Extending the Confluence Search Index

May 23rd, 2010 by

Developing plugins for the Confluence Wiki a developer sometimes needs to save additional metadata to a page object using Bandana or the ContentPropertyManager. Wouldn’t it be nice if this metadata was available in the built-in Lucene index?

That is were the Confluence Extractor Module comes into play..

 

Overview

An extractor allows the developer to add new fields to the lucene search index. Creating a new extractor is quite simple – just implement the interface com.atlassian.bonnie.search.Extractor or bucket.search.lucene.extractor.BaseAttachmentContentExtractor if you want to build a new file extractor.

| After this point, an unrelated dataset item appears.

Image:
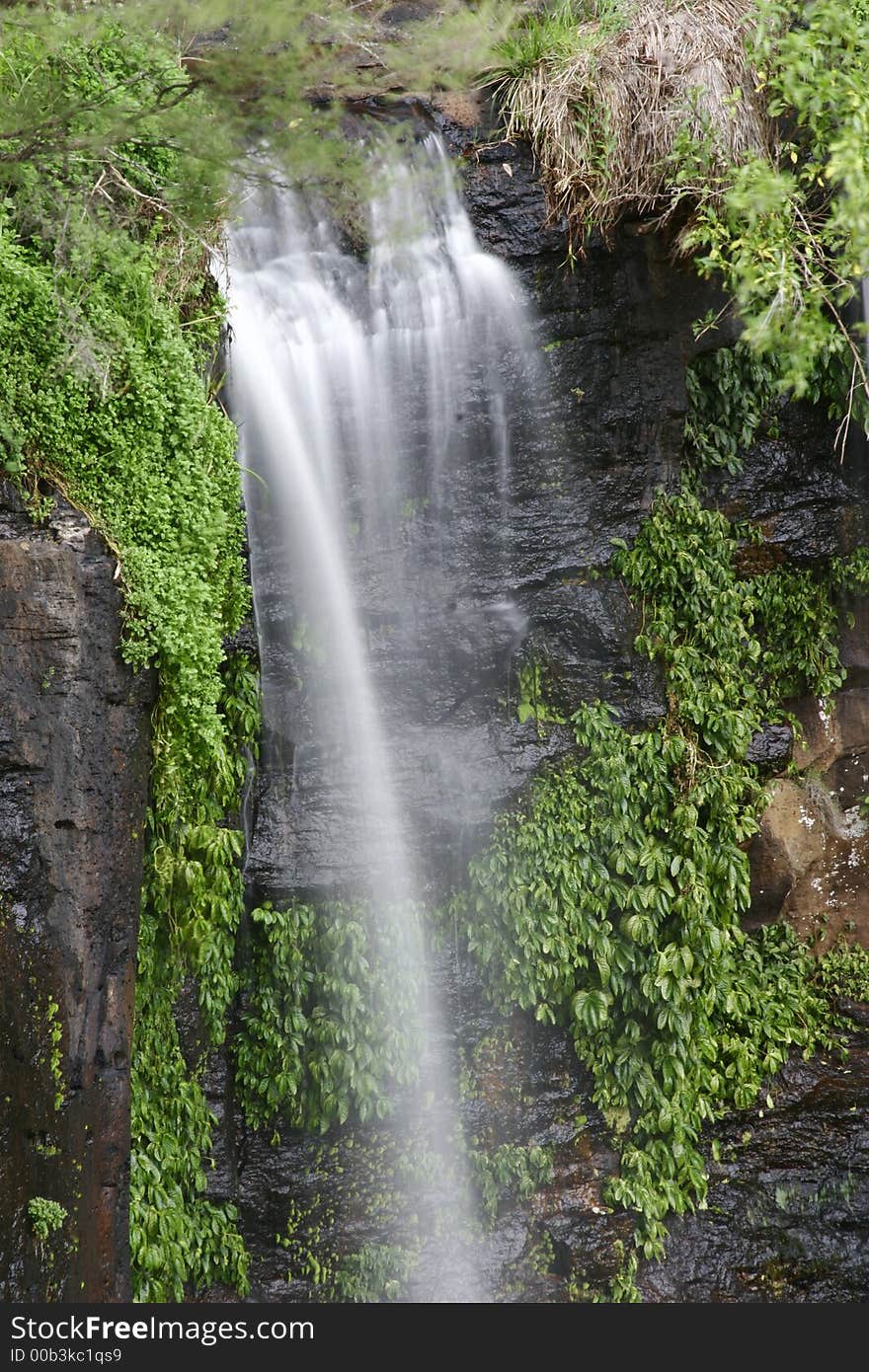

There is a good documentation for both extractor types available at the Atlassian Wiki.

Example Application

The following demonstration plugin adds a new field “hascode” to the lucene search index, appends it to every existing page and fills the field with a string “XXX”. Maven archetypes are used for the tutorial – if you need some help on this topic – please take a look at this article.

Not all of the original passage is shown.